Este artigo se propõe a analisar a legislação referente às UCs, abordando seus conceitos, categorias, os desafios na sua implementação e a jurisprudência pertinente, oferecendo também dicas práticas para a atuação profissional.
O Sistema Nacional de Unidades de Conservação (SNUC)
A Lei nº 9.985/2000, regulamentada pelo Decreto nº 4.340/2002, define as diretrizes para a criação e gestão das UCs, com o objetivo de proteger a diversidade biológica, disciplinar o processo de ocupação e assegurar a sustentabilidade do uso dos recursos naturais. O SNUC é composto por UCs federais, estaduais e municipais, divididas em dois grandes grupos.
Unidades de Proteção Integral
O objetivo primordial dessas unidades é a preservação da natureza, admitindo-se apenas o uso indireto dos recursos naturais (como pesquisa científica e ecoturismo, sob rigorosas regras).
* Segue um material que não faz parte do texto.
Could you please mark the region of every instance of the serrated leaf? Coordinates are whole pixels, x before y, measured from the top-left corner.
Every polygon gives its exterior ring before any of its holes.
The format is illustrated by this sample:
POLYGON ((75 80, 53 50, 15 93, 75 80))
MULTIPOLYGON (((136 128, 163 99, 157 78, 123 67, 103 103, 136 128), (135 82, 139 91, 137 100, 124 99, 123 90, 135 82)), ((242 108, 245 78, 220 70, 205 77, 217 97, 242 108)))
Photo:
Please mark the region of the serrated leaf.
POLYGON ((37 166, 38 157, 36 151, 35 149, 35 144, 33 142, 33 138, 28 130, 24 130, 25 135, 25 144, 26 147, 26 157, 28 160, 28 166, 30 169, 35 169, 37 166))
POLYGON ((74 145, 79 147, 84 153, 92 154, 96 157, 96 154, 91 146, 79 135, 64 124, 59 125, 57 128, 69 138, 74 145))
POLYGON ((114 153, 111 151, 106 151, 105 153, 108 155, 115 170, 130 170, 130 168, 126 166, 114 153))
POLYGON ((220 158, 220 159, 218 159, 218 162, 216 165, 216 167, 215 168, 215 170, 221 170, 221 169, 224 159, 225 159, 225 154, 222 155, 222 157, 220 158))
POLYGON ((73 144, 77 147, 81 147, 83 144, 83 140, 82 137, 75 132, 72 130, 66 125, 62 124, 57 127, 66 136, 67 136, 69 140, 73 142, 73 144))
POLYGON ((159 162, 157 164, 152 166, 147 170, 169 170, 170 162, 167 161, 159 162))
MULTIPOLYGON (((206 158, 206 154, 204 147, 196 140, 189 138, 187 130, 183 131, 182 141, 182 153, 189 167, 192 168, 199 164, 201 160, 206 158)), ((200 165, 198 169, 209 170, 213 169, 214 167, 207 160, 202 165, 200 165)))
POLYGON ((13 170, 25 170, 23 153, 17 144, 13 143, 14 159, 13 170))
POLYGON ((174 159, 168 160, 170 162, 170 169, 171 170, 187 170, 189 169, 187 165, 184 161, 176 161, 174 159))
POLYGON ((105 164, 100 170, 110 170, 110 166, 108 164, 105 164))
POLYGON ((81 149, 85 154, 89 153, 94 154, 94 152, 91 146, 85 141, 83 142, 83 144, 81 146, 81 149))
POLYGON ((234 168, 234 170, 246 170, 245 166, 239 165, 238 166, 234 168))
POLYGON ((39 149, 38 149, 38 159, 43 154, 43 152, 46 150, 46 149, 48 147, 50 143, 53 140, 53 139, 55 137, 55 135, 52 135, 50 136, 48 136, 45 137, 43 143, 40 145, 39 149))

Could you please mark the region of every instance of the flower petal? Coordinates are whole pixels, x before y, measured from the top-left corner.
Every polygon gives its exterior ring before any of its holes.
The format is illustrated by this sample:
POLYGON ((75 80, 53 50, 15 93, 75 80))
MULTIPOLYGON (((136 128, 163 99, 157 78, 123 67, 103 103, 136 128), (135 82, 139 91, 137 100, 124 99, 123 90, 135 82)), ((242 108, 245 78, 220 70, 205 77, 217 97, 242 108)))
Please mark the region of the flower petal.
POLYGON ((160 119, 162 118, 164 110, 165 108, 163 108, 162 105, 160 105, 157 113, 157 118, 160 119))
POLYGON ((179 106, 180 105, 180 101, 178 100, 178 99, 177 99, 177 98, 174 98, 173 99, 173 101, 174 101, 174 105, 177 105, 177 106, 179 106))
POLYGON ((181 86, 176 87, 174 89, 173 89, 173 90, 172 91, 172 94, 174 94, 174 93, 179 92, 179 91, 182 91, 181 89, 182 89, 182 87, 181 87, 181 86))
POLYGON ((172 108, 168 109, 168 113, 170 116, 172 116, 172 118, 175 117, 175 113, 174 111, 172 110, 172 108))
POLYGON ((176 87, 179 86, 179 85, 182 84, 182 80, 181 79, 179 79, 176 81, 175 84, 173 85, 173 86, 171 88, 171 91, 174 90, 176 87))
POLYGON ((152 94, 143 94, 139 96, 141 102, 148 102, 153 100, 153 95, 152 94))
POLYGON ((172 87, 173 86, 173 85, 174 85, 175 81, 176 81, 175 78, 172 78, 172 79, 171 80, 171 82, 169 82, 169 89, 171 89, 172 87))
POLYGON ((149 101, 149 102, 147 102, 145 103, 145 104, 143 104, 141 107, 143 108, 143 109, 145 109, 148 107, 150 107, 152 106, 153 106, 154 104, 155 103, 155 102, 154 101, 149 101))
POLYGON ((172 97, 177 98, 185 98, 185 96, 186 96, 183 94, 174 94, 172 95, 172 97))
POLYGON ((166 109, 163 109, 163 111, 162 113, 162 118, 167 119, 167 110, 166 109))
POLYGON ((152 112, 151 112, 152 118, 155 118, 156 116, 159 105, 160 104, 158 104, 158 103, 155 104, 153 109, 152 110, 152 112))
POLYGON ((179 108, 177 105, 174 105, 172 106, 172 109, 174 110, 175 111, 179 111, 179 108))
As categorias são:
- Estação Ecológica: Preservação da natureza e realização de pesquisas científicas. (Art. 9º, Lei 9.985/2000)
- Reserva Biológica: Preservação integral da biota, sem interferência humana direta, exceto para recuperação de ecossistemas alterados e ações de manejo para recuperar o equilíbrio natural. (Art. 10, Lei 9.985/2000)
- Parque Nacional: Preservação de ecossistemas naturais de grande relevância ecológica e beleza cênica, permitindo pesquisa científica, atividades de educação e interpretação ambiental, recreação em contato com a natureza e turismo ecológico. (Art. 11, Lei 9.985/2000)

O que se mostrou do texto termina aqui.